Couldn't have said it better myself. They want Hydrogen, but they want to get it from natural gas. Well, why don't we save a step and either:
A.) Run vehicles on natural gas directly? or,
B.) Use the natural gas to generate electricity to run BEVs?
Both options already have existing infrastructure, and both transport much better than Hydrogen anyway.
I've noticed that Hydrogen as a fuel source for vehicles only gets talked about when BEVs pose a threat to oil. Once BEVs go un-noticed or disappear, so does Hydrogen. It happened in 2003, and it's happening now. Talks of Hydrogen cars was one factor in the demise of the BEV revolution in the late 90's.

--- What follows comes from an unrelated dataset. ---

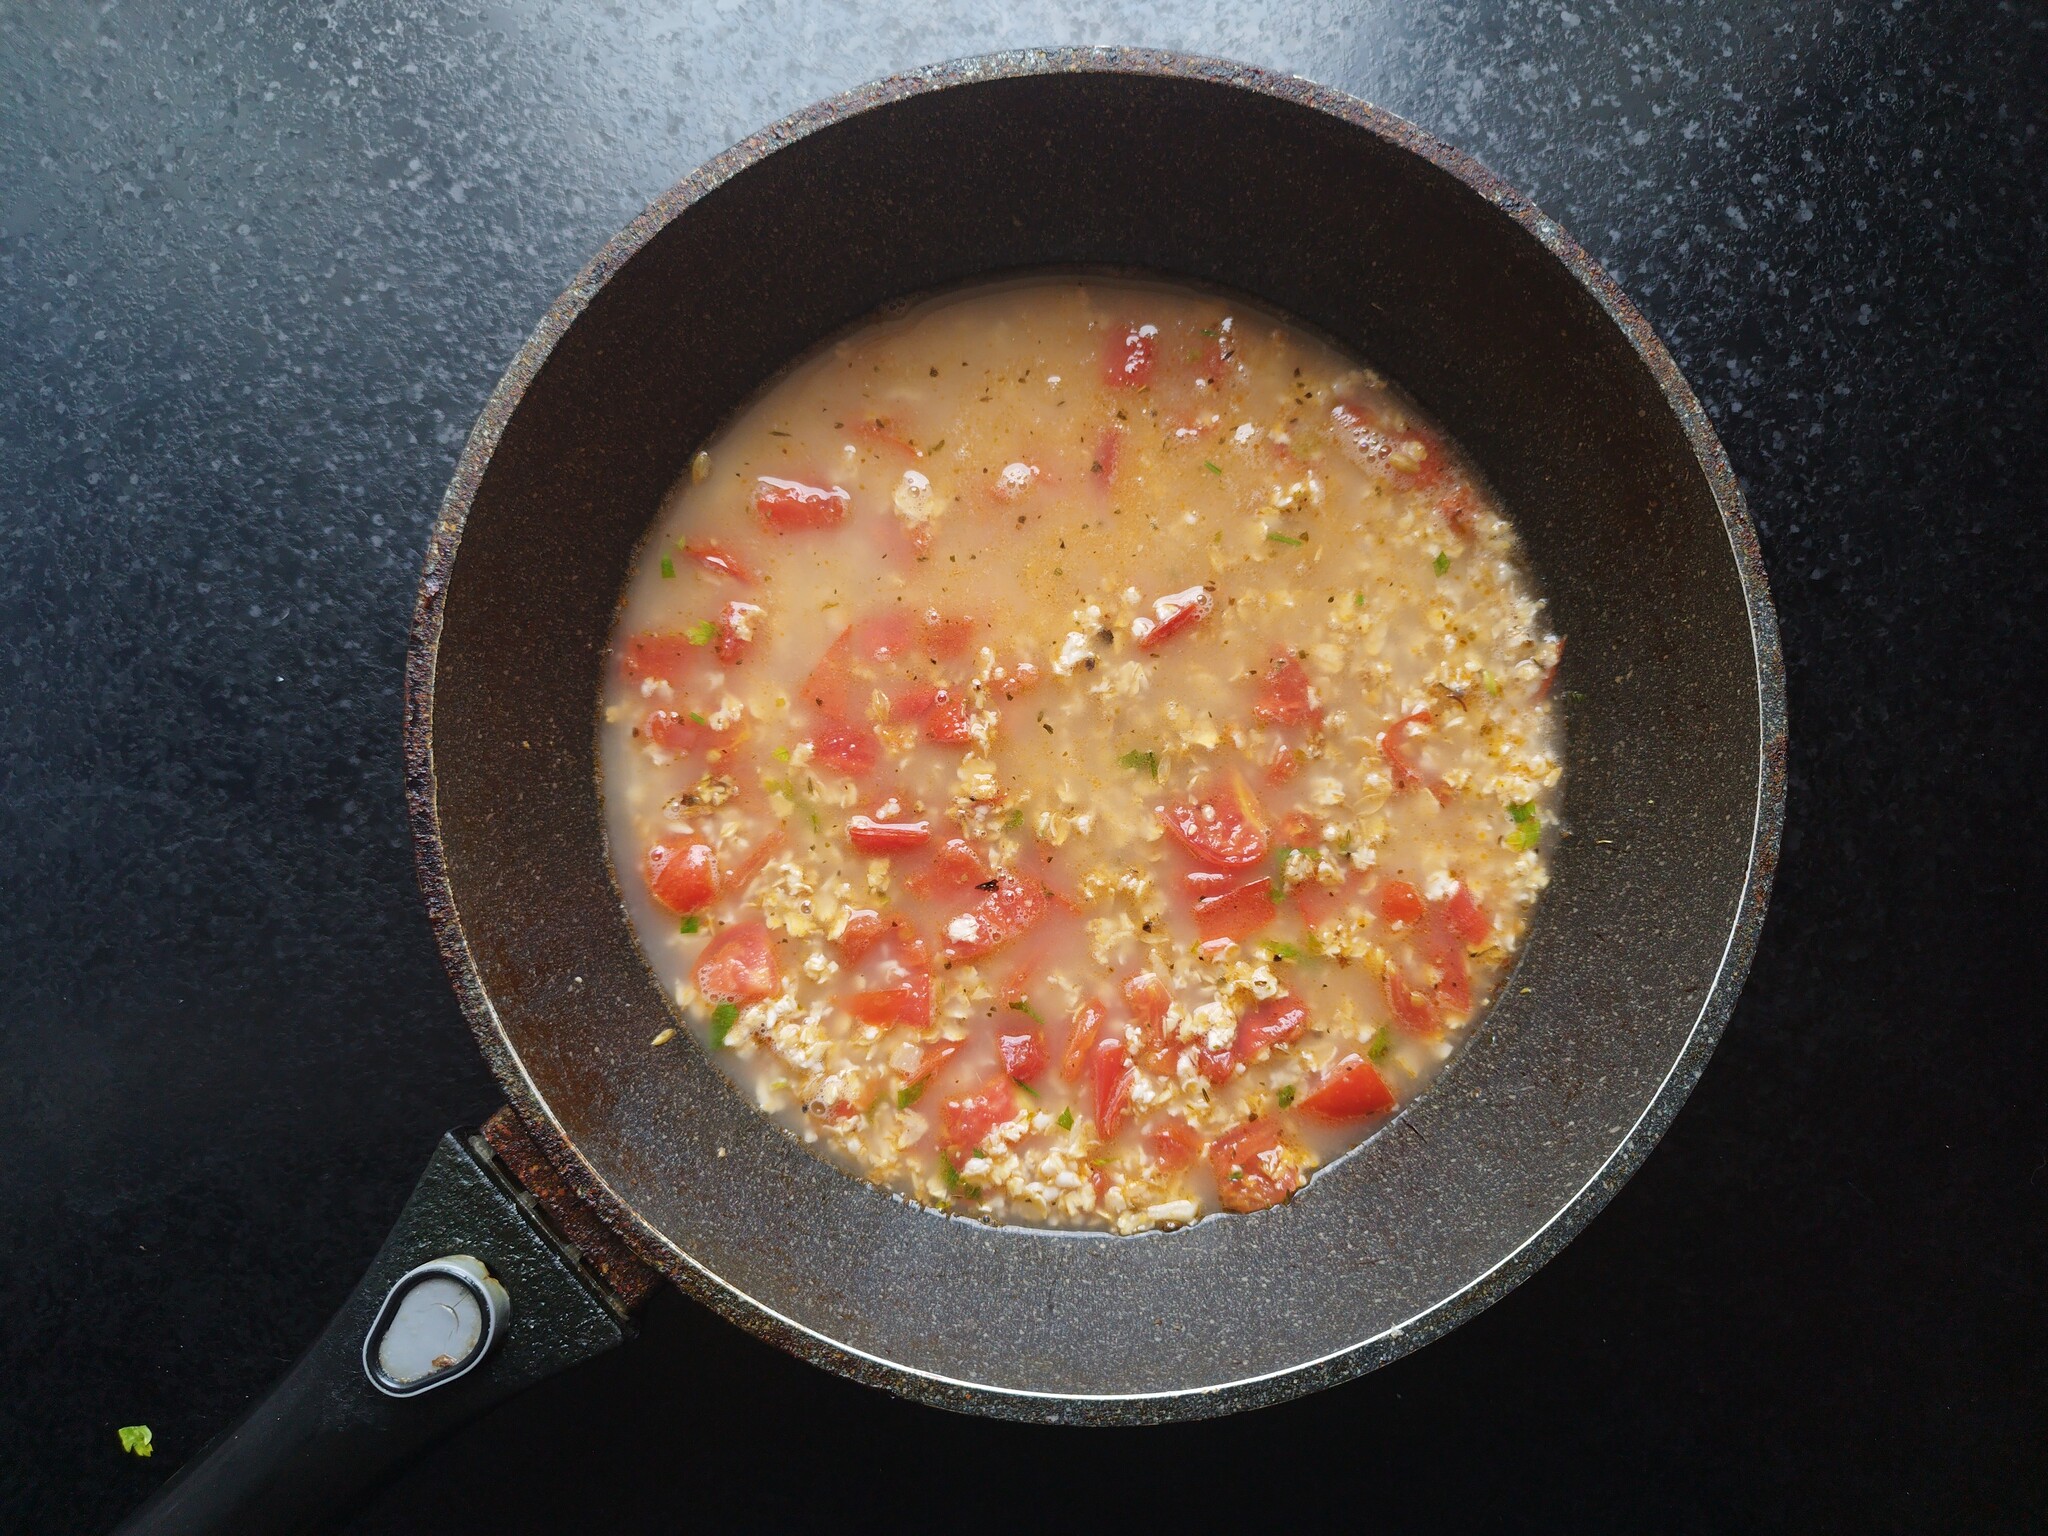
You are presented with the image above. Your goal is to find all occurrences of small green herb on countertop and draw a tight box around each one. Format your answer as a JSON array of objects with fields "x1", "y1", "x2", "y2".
[{"x1": 117, "y1": 1426, "x2": 153, "y2": 1458}]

Now, the problem with trying to run cars on natural gas or natural gas-derived Hydrogen. Natural gas, right now, is still more expensive than gasoline (local station cost $2.20 per gasoline gallon equivalent, while gasoline is at $2.03 locally). That's with minimal demand from cars. Once you start driving half a million cars on natural gas or Hydrogen from natural gas, that price is going to shoot up to where gasoline was three years ago. Has anybody noticed any effect on their electricity prices from adding about a million EVs to the global fleet? The gas price crash was due to a lot of factors, but one big one was demand destruction caused by EVs. Funny how a monopolized energy source suffered so badly (for the companies selling oil) by EVs, but how stable a diversified energy source (the electrical grid) stayed under the additional demand. Not only that, but because of the high efficiency of a lithium-ion based electric drive system, overall energy consumption of an EV is 50-80% lower for driving the same distance. Over the last 3 years and 30,000 miles, Bear has consumed 8,114 kWh, roughly 6 months of production for my solar array. The Cavalier it replaced would've consumed 1,200 gallons of gasoline to drive that distance, which is a total energy consumption of 40,200 kWh (each gallon of gasoline contains 33.7 kWh per EPA). So, a BEV reduced my transportation energy usage by 80% over an ICE. To generate and use Hydrogen instead of a lithium-ion battery results in about 30% of the energy consumed in separating the Hydrogen gas being able to be used when the Hydrogen is joined with oxygen at the fuel cell. So, a Hydrogen car's energy consumption would be 27,046 kWh when the Hydrogen was separated from water using electrolysis.
In summary, electricity usage for 30,000 miles of driving:
BEV - 8,114 kWh (including heater and AC usage)
H2 - 27,046 kWh (including electrolysis stage)
ICE - 40,200 kWh (33.7 kWh per gallon at 25 MPG)
Can't argue with the charge/discharge efficiency of the lithium ion battery.